A 58-year-old man has voiced his displeasure with the loss of Ksh.2.6 million to a Sim-swap fraud ring.
Farah Bashir, who is a medical laboratory scientist, is said to have lost the money between February 7 and February 9.
Bashir explained his ordeal, saying that he arrived in Johannesburg on February 5 and began receiving calls from family members enquiring where he was.
He said that the hackers gained access to his phone contacts and began calling and texting those close to him.
On February 7 at 5:43 p.m., he received an alert from Safaricom notifying him that they had received a Sim Card swap request, which he could ignore if he did not initiate it.
He became even more upset when he was unable to access M-Pesa services when attempting to purchase airtime to call home.
He contacted Safaricom Customer Care on Twitter, where his contact information and ID number were taken, but the remote support was inadequate.
Bashir then decided to check his bank balance, then he ran into trouble when his fingerprint lock was rejected while attempting to access the Absa Bank app.
Now anxious and uneasy, he tried to log in using his laptop, which was successful, but he could not believe his eyes.
Bashir says a withdrawal of Ksh.150,000 had already been completed from his Kenyan currency account.
While still trying to come to apprehension, another Ksh.150,000 vanished. The account was left with Ksh.35,000.
He reached out to Absa raising the matter and he changed his password. His account was however dried up as the remaining amount was withdrawn shortly after.
His dollar currency account that had $17,451 (Ksh2 million) then followed, where all his money was withdrawn in 10 quotas.
His Sterling pound account, that had Ksh 231,000 in it, was then emptied by the hackers.

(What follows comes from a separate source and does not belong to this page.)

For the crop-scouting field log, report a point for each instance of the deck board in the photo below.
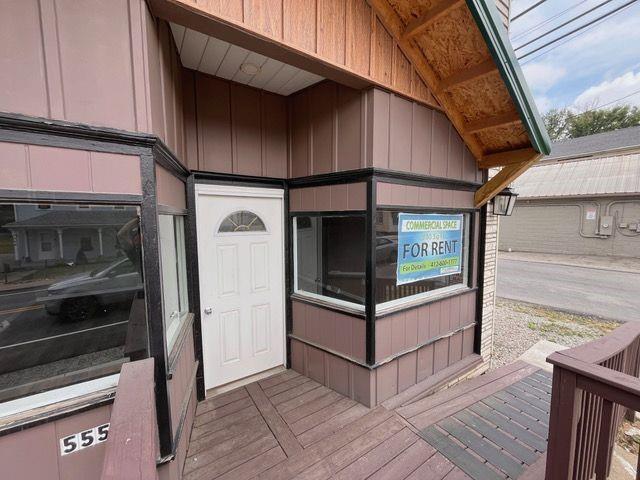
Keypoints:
(291, 427)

Bashir says that he was forced to survive on Yoghurt and snacks from the hotel’s breakfast until his family was able to send him some money.
He then wrote Absa Banks a letter requesting an explanation as to how the fraudsters were able to gain access to his account despite changing his password.
“I would like to know how the fraud was conducted, what internal systems the bank has to detect illegal withdrawal of funds from my accounts and why did the fraudsters access my account on February 8 at 11pm SA time after I had changed my password,” Bashir was quoted as saying by the Nation.
Absa responded that the funds were transferred to two other banks and an M-pesa money wallet via mobile banking. Bashir was informed that his Sim Card had been switched.
“We managed to secure only Ksh.500,000 and credited the amount to your account on March 7. The rest of the funds unfortunately were already utilized,” the bank said in a statement.
“From the above sequence of events, we have established that security/password integrity in your account on the part of the bank. Kindly note the credentials are only known to the customer. In addition, where a password is compromised, you are under a duty to inform us immediately so that we may take appropriate action to secure your account. Based on this, the bank is not liable for the net loss of Ksh. 1,515,715 from your account.”
The bank added that it has forwarded the matter to the Banking Fraud Investigations Department for further investigations.